Tucked away in the Redwood City hills is a monument to the Peninsula’s most critical and most overlooked feature—the water system. The Pulgas Water Temple is the symbolic end of the Hetch Hetchy Project, the turn-of-the-century engineering marvel that provides San Francisco and surrounding cities with fresh water from the Sierra. After the earthquake and fire of 1906, city planners knew that a reliable source of water was critical as the Bay Area rebuilt and continued to grow. Over the next 20 years, aqueducts were built to connect the Hetch Hetchy Valley to the Peninsula, more than 150 miles distant. Just as it did 100 years ago, the water today travels solely via the power of gravity, without any other human intervention.

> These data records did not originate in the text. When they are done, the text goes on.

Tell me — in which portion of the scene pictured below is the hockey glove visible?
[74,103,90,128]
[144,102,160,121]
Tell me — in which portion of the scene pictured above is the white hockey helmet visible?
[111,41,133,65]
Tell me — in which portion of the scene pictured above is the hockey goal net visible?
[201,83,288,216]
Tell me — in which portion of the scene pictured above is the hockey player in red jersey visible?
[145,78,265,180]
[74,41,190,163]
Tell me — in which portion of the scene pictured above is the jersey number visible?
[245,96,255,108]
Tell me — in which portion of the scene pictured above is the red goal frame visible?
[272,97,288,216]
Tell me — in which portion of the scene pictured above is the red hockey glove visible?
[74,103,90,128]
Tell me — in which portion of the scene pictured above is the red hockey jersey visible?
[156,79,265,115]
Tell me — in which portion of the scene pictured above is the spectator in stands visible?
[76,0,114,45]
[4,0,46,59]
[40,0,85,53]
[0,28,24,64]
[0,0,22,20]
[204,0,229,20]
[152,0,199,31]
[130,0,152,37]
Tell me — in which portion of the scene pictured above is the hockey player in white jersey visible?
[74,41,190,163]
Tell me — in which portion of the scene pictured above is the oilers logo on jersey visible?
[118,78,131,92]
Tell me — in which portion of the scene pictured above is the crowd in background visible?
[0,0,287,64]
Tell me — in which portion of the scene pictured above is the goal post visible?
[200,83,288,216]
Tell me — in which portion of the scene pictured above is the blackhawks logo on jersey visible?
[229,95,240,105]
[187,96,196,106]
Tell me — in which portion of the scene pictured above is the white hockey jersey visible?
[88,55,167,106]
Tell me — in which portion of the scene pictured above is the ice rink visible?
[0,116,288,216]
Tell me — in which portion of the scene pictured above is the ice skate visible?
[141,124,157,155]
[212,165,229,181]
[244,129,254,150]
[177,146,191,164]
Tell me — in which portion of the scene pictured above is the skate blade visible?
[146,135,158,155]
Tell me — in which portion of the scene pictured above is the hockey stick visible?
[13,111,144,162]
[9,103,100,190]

Current-day Peninsula residents might have trouble understanding the significance of the Hetch Hetchy Project’s completion. However, any visitor who views the monument today can clearly see that it was built to mark something tremendous. The Beaux Arts-style building calls to mind Greco-Roman sites, which not only gives the temple a timeless look but also honors the ancient engineers whose techniques were used in the water system’s construction. If you notice a resemblance to the Palace of Fine Arts in San Francisco’s Marina, it’s because the temple’s designer William Merchant trained under Palace architect Bernard Maybeck. Adding to the grandiosity is the inscription made by master stone carver Albert Bernasconi, quoting the Book of Isaiah, “I give waters in the wilderness and rivers in the desert, to give drink to my people.”
When it first opened in 1934, the temple housed a waterfall, but today the flow bypasses the falls and heads straight into taps or the Crystal Springs Reservoir. Though owned by the San Francisco Public Utilities Commission, the Pulgas Water Temple is open to the public and accessible via Edgewood Road off of 280. During the week, there is public lot open on Cañada Road. Since it’s a popular spot for weddings, the parking lot is closed on weekends, but you can still visit the temple on foot or by bike.